Luigi Sammartino ha detto...

C'è un punto nell'argomentazione di broncobilly che trovo molto interessante. Mi riferisco al passaggio finale del post che lui ha allegato assieme al suo commento.

My methodological pluralism does have one limit, however, any argument should be honest. Unfortunately the ethics of my profession are shameful—many economists keep searching for more “predictive power,” defined in terms of misleading indicators such as t-statistics, with little regard for whether the results actually mean anything. For too many economists, getting published is the only thing that matters.
In effetti, siamo proprio sicuri che qui si tratti soltanto di una questione epistemologica?

Mi spiego meglio: in che modo una teoria economica si dimostra migliore di un'altra? Sulla base di una valutazione di tipo empirico, o forse c'è di mezzo anche molta disonestà intellettuale?

Caroli ha detto...

Richiamo il fatto che l'argomento del post è la scienza, non le penose arrampicate sugli specchi per tentare di attribuire dignità scientifica alle teorie economiche, o, peggio, al comportamento umano.

broncobilly ha detto...

Mi siano consentite ancora due considerazioni a difesa dell' ortodossia neoclassica.

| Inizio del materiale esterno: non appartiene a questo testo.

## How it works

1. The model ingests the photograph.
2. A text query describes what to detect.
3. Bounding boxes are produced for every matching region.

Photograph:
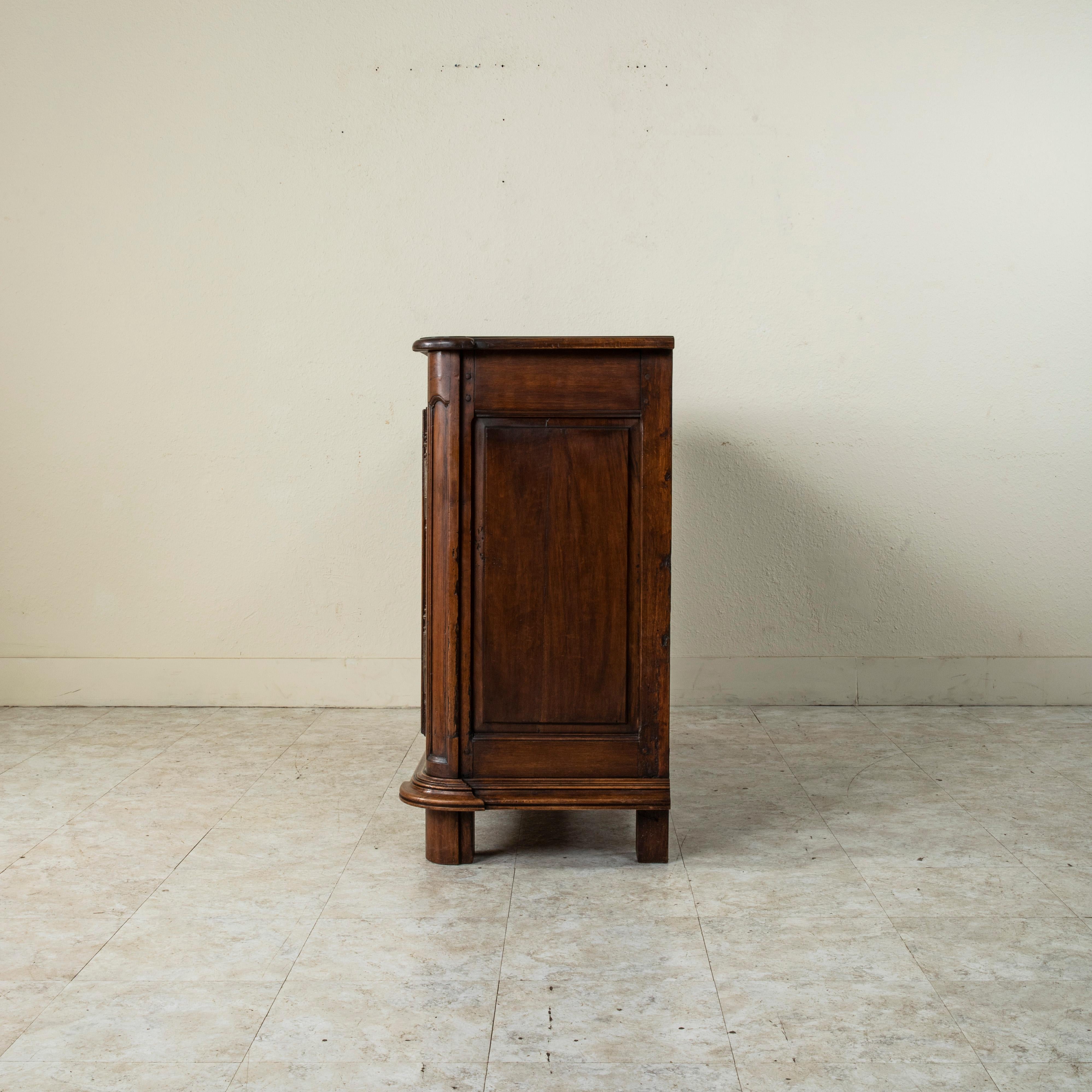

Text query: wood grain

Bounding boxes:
[400,337,674,864]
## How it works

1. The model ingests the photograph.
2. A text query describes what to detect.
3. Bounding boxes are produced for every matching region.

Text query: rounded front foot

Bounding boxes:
[425,808,474,865]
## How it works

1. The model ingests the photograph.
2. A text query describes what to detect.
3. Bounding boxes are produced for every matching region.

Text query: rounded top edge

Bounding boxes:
[413,334,675,353]
[413,336,474,353]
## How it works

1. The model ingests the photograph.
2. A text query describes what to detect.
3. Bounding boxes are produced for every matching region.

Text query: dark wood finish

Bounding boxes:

Il modello neoclassico puo' essere visto come la rappresentazione di un mondo ideale: una lista di condizioni necessarie per avere certi effetti auspicabili. Spesso la sua utilità consiste nel verificare quali lacune si siano prodotte nel caso concreto.

Esempio, se davvero la descrizione delle "aspettative razionali" si esaurisse in quanto detto, molto semplicemente i "cicli economici" non esisterebbero. Ma come è possibile tutto cio' visto che Lucas le introdice proprio per spiegare i cicli economici?

Il fatto è che Lucas le introduce anche e soprattutto per dirci dove esse hanno fallito nella storia (lui individua un' incapacità degli imprenditori nel discriminare tra l' oscillazione dei prezzi nell' industria e la variazione nel livello generale dei prezzi). C' è una regolarità anche negli "errori" e per descriverla occorre un puno di riferimento. Persino tutte le teorie Keynesiane possono essere ridotte ad un "errore" cognitivo ben specifico rispetto all' ortodossia neoclassica: la cosiddetta "illusione monetaria".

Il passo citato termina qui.